Qwen3.5-122B-A10B on single Spark: 38.4 tok/s (patches + benchmark included)

@Albond bravo on the performance, sir. You have lapped what we have so far with nvfp4. We do have nvfp4 working on flashinfer_cutlass with a few recent PRs (flashinfer .0.6.7, vllm PRs 37725, 38126 – merged to head and part of .19 I think) but even with all that I’m getting performance around ~26-28 with MTP k=3. Genuinely annoying that nvidia’s marquee datatype is not being more highly prioritized, but regardless, nicely done!

Unfortunately the patch seems to be fragile. There have been recent updates to inc.py and some related infrastructure within the last 2-5 days, so depending on when you checked out last, it does not apply in full or cleanly.

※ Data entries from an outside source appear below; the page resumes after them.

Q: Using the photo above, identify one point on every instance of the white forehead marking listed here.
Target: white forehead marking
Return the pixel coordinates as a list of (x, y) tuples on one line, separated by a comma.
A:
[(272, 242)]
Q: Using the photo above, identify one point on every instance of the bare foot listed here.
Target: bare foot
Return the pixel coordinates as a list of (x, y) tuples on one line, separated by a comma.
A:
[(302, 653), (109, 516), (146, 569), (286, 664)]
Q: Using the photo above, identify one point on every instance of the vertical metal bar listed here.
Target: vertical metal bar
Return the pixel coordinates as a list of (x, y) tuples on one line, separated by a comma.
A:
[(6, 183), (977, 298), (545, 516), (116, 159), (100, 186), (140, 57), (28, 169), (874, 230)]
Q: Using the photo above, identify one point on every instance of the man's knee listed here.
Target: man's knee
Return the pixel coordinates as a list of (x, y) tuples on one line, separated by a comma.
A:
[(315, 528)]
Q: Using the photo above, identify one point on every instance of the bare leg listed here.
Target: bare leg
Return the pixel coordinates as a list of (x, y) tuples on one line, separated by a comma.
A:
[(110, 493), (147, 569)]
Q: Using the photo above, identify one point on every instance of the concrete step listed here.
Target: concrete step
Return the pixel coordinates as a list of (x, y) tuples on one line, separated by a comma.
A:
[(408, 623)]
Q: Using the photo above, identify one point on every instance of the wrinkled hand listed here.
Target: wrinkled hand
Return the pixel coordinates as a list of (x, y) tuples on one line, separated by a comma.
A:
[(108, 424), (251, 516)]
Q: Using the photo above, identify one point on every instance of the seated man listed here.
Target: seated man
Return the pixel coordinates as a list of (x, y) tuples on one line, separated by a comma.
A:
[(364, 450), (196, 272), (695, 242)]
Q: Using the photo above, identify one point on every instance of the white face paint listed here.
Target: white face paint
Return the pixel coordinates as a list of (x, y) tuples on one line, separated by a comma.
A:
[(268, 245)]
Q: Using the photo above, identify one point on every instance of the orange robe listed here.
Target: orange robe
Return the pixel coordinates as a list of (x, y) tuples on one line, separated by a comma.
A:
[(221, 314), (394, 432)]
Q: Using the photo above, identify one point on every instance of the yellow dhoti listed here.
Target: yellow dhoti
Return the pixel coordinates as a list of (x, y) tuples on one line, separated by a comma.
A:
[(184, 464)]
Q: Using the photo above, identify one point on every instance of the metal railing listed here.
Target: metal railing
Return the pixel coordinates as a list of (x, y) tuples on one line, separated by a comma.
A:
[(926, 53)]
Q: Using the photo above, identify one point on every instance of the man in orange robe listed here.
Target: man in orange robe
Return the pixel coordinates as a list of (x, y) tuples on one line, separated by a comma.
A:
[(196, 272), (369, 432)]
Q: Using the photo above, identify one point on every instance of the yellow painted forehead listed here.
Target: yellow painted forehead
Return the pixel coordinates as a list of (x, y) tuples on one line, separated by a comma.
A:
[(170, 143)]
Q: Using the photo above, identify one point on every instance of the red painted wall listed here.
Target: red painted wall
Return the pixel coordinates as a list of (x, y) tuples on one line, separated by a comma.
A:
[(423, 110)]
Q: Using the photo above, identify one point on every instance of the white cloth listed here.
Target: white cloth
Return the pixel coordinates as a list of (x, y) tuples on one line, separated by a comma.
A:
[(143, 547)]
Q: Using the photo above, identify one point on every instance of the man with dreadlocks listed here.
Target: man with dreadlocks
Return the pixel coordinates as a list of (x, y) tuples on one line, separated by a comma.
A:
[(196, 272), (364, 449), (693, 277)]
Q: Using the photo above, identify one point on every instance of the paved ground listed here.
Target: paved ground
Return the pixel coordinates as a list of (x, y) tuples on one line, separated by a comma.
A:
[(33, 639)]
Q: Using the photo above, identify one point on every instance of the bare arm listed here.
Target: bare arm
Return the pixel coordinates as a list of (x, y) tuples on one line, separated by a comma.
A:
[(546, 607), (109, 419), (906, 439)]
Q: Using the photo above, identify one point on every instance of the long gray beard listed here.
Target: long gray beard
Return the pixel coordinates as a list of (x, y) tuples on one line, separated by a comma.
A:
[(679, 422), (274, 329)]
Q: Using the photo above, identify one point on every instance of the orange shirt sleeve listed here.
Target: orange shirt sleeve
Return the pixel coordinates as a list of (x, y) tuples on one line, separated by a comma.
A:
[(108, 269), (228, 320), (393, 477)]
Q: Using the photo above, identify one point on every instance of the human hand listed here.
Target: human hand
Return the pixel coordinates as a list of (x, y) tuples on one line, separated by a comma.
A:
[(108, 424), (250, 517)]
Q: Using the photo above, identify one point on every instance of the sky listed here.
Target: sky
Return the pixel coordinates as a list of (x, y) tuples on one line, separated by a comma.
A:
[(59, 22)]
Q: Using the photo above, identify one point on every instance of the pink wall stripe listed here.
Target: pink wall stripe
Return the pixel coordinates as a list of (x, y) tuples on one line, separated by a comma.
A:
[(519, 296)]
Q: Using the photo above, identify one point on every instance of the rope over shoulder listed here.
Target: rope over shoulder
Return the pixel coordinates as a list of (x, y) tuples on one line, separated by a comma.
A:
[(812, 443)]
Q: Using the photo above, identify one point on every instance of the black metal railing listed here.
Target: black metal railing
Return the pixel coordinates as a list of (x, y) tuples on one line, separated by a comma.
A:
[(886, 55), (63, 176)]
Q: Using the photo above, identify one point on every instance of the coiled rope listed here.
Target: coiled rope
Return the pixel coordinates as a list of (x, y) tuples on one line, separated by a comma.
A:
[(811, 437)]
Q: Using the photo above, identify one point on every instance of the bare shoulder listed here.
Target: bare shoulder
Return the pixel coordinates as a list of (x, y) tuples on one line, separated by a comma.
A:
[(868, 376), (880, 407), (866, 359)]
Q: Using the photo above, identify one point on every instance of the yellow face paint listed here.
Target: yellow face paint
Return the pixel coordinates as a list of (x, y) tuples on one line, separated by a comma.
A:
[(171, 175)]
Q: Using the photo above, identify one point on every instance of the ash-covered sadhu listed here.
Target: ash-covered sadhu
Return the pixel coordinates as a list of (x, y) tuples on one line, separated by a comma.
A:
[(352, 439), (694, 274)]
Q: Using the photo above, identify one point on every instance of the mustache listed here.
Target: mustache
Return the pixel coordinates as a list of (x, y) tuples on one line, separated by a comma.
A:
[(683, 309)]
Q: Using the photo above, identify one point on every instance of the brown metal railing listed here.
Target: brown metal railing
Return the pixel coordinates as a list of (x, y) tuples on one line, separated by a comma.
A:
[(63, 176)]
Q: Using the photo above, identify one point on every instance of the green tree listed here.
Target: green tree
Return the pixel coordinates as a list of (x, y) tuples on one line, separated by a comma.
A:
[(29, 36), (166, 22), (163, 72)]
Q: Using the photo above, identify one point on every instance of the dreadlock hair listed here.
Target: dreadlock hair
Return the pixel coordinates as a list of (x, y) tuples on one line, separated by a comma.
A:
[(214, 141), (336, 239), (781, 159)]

I have rebuilt the community Docker after this patch was apparently made. Manually applied the changes to what is current and made a new patch.

For those who want to use the community docker, put these files in a new mod directory /mods/enable-hybrid-int4fp8

run.sh

#!/bin/bash
# Enable hybrid FP8 and Int4 quantized models to load properly.

set -e
MOD_DIR="$(dirname "$0")"
QUANT_DIR="/usr/local/lib/python3.12/dist-packages/vllm/model_executor/layers/quantization"

echo "[patch-hybrid-int4fp8-loading] Applying patch..."

# Apply patches with --forward (skip if already applied)
patch --forward --batch -p1 -d "$QUANT_DIR" < inc.py.patch || {
    echo "[patch-hybrid-int4fp8-loading] inc.py.patch already applied or failed"
}

echo "[patch-hybrid-int4fp8-loading] Done."

Updated patch (had to add hf_config as a kwarg to maybe_update_config due to upstream change) named
inc.py.patch

--- a/inc.py	2026-04-05 16:48:47.260943608 -0500
+++ b/inc.py	2026-04-05 17:27:27.262535630 -0500
@@ -8,6 +8,9 @@
 import torch
 from torch.nn.parameter import Parameter

+from safetensors.torch import _TYPES as _SAFETENSORS_TO_TORCH_DTYPE
+from transformers import PretrainedConfig
+
 from vllm.logger import init_logger
 from vllm.model_executor.layers.linear import (
     LinearBase,
@@ -18,6 +21,7 @@
     QuantizationConfig,
     QuantizationMethods,
 )
+from vllm.model_executor.layers.quantization.fp8 import Fp8Config, Fp8LinearMethod
 from vllm.model_executor.layers.vocab_parallel_embedding import ParallelLMHead
 from vllm.model_executor.parameter import (
     GroupQuantScaleParameter,
@@ -26,6 +30,7 @@
 )
 from vllm.platforms import current_platform
 from vllm.scalar_type import scalar_types
+from vllm.transformers_utils.config import get_safetensors_params_metadata

 if TYPE_CHECKING:
     from vllm.model_executor.models.utils import WeightsMapper
@@ -97,6 +102,10 @@
         self.backend = backend
         self.pack_factor = Fraction(32, weight_bits)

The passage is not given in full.